The last 6 months prior to this point had been relentless. For me, as the Campaigns Officer at the University of Manchester Students’ Union, every waking moment in those months I spent engaging students in Manchester and moving them into action. We marched in Manchester and in London, we occupied the University, we took direct action… we mobilised thousands of students to act. We did everything we could… right?
I suddenly heard a murmur ripple through the square, across the thousands of students kettled there. I took out my phone and saw the headline. We had lost. My heart sunk. And I thought to myself, all that work and dedication amounted to nothing. I cried the whole way home. I locked myself in my room and questioned everything I’d ever believed. Can we actually create change? Is there a way to actually win progressive campaigns? Because so far in my lifetime, I’d not seen that we could.
This question lead me on a quest to find out the answer, and to start exploring who is actually winning progressive campaigns, and how are they doing it. And that is how I came across Organising.
The Solution: Organising
Organising is where you bring a wide range of people and organisations from a community or workplace together to build a unified body. By coming together in this way that community or workplace then has enough weight behind it in order to challenge politicians and companies to act on the issues impacting that community. I’m sure many of us have experienced how difficult it is to get listened to when you are the only one person speaking up, or you are just a few people.
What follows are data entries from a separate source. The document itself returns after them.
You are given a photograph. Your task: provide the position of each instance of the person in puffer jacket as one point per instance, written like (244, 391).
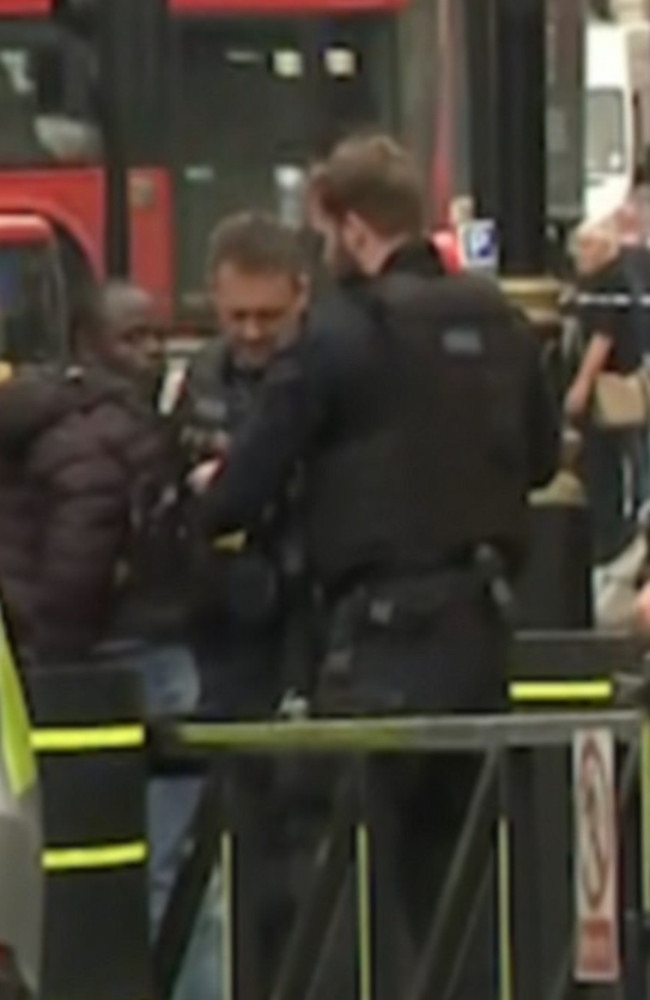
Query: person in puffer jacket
(86, 481)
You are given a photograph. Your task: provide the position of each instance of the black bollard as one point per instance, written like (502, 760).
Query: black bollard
(91, 744)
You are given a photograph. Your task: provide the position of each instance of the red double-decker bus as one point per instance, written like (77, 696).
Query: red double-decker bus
(204, 106)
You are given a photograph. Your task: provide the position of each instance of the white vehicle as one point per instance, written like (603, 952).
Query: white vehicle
(617, 119)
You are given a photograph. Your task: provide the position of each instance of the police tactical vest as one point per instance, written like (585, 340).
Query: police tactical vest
(436, 462)
(241, 574)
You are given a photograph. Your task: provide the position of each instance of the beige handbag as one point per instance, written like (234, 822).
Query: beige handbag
(622, 401)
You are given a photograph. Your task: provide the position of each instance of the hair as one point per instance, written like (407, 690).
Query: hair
(256, 243)
(375, 178)
(602, 231)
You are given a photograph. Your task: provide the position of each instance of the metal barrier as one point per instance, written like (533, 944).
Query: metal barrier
(348, 936)
(91, 744)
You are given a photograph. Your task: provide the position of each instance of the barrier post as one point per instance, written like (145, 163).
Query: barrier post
(91, 742)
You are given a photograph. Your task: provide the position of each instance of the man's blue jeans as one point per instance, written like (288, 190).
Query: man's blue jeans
(171, 690)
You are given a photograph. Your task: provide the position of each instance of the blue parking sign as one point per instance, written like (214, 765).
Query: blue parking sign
(480, 244)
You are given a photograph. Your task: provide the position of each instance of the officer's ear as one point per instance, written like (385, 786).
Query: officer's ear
(304, 290)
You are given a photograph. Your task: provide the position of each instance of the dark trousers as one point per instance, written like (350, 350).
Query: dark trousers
(240, 670)
(458, 663)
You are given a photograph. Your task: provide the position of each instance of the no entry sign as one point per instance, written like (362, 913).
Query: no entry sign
(597, 957)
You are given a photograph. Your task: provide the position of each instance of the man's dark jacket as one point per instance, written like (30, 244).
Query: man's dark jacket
(78, 456)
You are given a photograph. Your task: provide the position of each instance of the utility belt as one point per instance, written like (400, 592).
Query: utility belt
(411, 604)
(239, 580)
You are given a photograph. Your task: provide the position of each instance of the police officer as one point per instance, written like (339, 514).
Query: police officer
(419, 408)
(241, 578)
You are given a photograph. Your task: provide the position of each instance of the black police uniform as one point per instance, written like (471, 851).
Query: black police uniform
(419, 407)
(240, 580)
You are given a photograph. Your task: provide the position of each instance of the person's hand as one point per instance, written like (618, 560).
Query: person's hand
(577, 400)
(204, 475)
(642, 609)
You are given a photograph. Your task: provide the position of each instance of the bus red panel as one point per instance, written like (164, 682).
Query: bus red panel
(25, 8)
(150, 206)
(207, 7)
(72, 200)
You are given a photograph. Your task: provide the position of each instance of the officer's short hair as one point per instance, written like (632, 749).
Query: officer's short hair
(376, 178)
(256, 243)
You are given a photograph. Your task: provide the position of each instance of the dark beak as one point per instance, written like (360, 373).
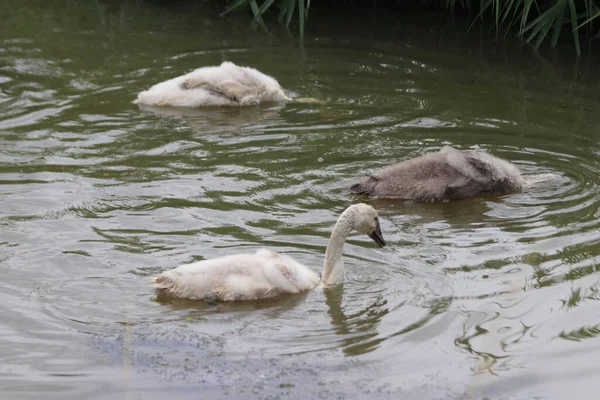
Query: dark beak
(377, 236)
In Organising you bring together hundreds or thousands of people together so that you cannot be ignored, and you can further your collective agenda.
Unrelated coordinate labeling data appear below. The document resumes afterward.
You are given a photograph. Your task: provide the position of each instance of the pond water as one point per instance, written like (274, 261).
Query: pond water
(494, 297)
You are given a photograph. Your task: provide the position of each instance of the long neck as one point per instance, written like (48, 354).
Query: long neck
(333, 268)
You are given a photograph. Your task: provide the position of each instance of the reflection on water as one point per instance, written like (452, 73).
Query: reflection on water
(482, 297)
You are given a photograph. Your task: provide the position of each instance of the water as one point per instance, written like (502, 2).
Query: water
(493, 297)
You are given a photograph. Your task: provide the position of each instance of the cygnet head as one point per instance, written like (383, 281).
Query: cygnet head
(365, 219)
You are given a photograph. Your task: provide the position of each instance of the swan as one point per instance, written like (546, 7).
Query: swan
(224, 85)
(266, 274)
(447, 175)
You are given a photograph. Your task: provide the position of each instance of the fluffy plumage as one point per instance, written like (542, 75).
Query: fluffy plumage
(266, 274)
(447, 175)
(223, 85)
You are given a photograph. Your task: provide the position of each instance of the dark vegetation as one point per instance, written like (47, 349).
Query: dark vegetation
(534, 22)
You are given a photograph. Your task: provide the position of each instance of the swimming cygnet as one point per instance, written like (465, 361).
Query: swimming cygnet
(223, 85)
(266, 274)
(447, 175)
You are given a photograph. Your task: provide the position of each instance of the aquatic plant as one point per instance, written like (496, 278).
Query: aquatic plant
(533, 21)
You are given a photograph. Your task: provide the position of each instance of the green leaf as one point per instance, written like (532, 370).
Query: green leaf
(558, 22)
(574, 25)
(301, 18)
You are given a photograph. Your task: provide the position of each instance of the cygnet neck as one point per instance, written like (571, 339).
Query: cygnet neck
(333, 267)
There are 3 key differences between Organising and the campaign we did as students in 2010.
1. Build a broad coalition
In Organising you want to build broad coalitions, rather than mobilise just one facet of the population such as students. You do this so that you can have more strength. The more diverse your coalition is the more likely it is that politicians will care about what you have to say. And they are less able to box you in as one interest group among others. This way they can also not pit you against each other.
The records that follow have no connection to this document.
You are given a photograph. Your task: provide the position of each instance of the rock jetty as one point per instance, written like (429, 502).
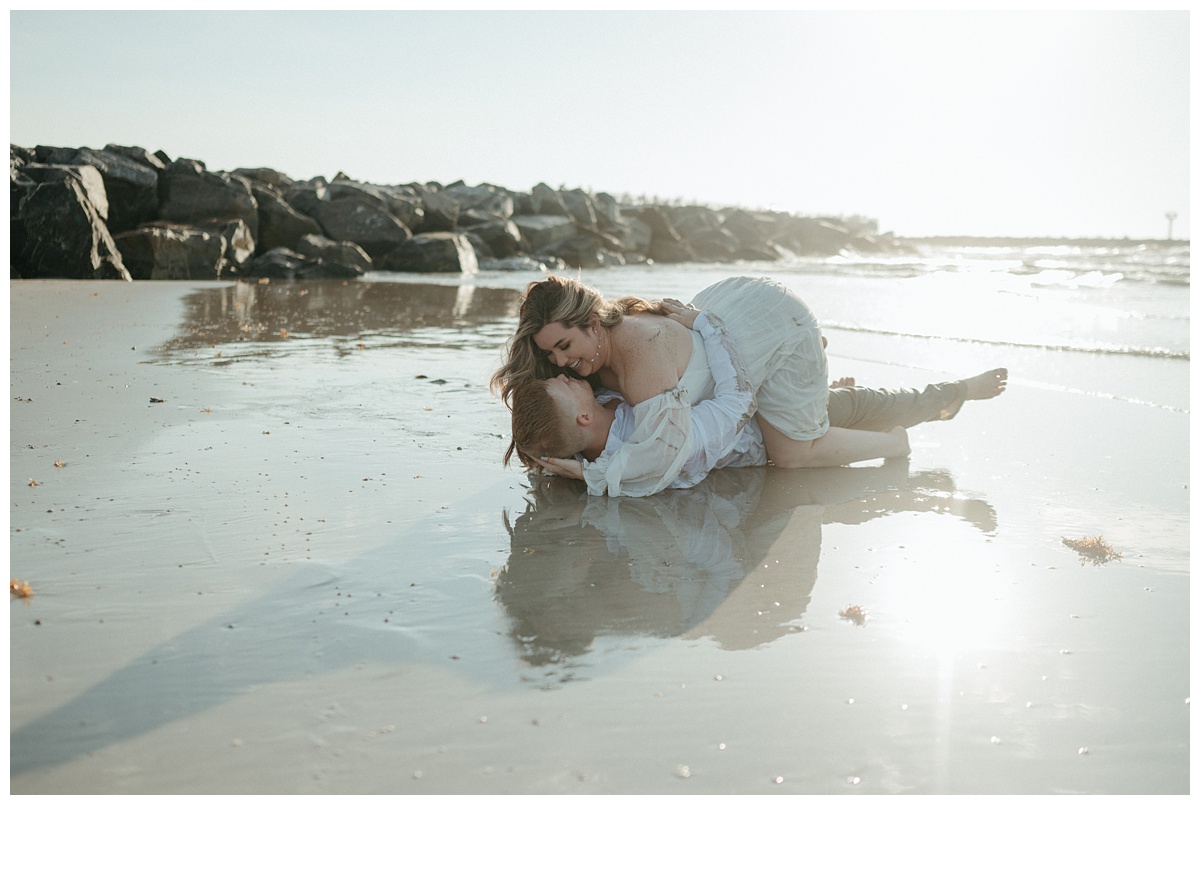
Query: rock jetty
(126, 214)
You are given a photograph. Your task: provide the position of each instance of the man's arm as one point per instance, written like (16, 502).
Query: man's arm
(718, 422)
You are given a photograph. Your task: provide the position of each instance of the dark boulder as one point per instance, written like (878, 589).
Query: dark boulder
(279, 223)
(441, 211)
(58, 233)
(543, 230)
(481, 200)
(305, 197)
(405, 203)
(364, 221)
(546, 200)
(666, 245)
(607, 211)
(139, 155)
(714, 245)
(88, 176)
(580, 206)
(264, 175)
(131, 186)
(587, 250)
(345, 256)
(285, 264)
(441, 252)
(191, 193)
(239, 242)
(169, 251)
(503, 238)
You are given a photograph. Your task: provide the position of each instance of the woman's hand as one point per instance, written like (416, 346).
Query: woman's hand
(567, 468)
(682, 313)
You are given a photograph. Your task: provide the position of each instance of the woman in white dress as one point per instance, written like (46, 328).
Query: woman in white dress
(633, 347)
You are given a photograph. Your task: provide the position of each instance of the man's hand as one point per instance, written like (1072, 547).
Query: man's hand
(679, 312)
(567, 468)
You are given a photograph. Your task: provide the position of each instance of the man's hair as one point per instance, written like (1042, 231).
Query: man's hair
(539, 426)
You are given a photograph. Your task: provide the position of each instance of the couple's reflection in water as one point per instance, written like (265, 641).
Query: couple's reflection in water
(733, 559)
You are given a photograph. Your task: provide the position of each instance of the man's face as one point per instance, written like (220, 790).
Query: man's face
(573, 396)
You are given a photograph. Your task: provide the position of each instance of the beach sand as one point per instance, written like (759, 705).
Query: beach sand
(306, 571)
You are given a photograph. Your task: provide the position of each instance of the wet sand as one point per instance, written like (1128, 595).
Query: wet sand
(305, 571)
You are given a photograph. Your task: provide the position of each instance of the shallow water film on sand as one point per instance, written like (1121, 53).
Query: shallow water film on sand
(270, 548)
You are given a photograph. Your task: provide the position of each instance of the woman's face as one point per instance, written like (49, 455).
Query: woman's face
(568, 347)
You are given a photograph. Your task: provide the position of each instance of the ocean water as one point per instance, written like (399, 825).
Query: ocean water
(317, 577)
(1108, 321)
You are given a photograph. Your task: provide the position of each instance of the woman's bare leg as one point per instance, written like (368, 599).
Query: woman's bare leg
(839, 446)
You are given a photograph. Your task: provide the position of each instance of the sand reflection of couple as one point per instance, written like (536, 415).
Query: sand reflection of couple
(675, 391)
(688, 563)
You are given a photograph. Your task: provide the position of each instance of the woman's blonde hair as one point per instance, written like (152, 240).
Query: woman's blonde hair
(556, 300)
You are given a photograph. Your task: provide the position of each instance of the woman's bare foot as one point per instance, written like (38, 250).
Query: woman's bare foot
(903, 449)
(987, 385)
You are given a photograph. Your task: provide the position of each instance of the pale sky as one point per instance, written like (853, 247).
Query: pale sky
(1061, 124)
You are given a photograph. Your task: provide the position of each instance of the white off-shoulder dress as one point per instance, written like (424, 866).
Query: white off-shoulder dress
(780, 343)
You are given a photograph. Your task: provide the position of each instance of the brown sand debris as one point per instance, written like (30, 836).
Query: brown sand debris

2. Research the interests of your opponent
Knowing your opponent’s interests and Achilles’ heel is key to Organising. Once you have done enough desk based and on the ground research then the actions you do should be aimed at using this knowledge to your advantage. For instance, in 2010 it would have strengthened our hand to have a real understanding of the interests of those in government so that we could focus our actions on trying to become a threat to this.
3. Be strategic
By doing a Power Analysis of the fight you are in, and what you need to do in order to win and shift the power balance, you can form your strategy and decide on specific tactics that will get you to where you want to be. We often decide to take particular actions, like marching or occupying a University, because it is familiar and what we know. In Organising, on the other hand, what we are interested in is what actions will be effective.
I don’t know for sure that having used an Organising model in 2010 would have led to a win. But what I do know is that since I became an Organiser in 2013 I finally started winning campaigns and have seen that you can create change, and that by using this methodology you can win progressive campaigns.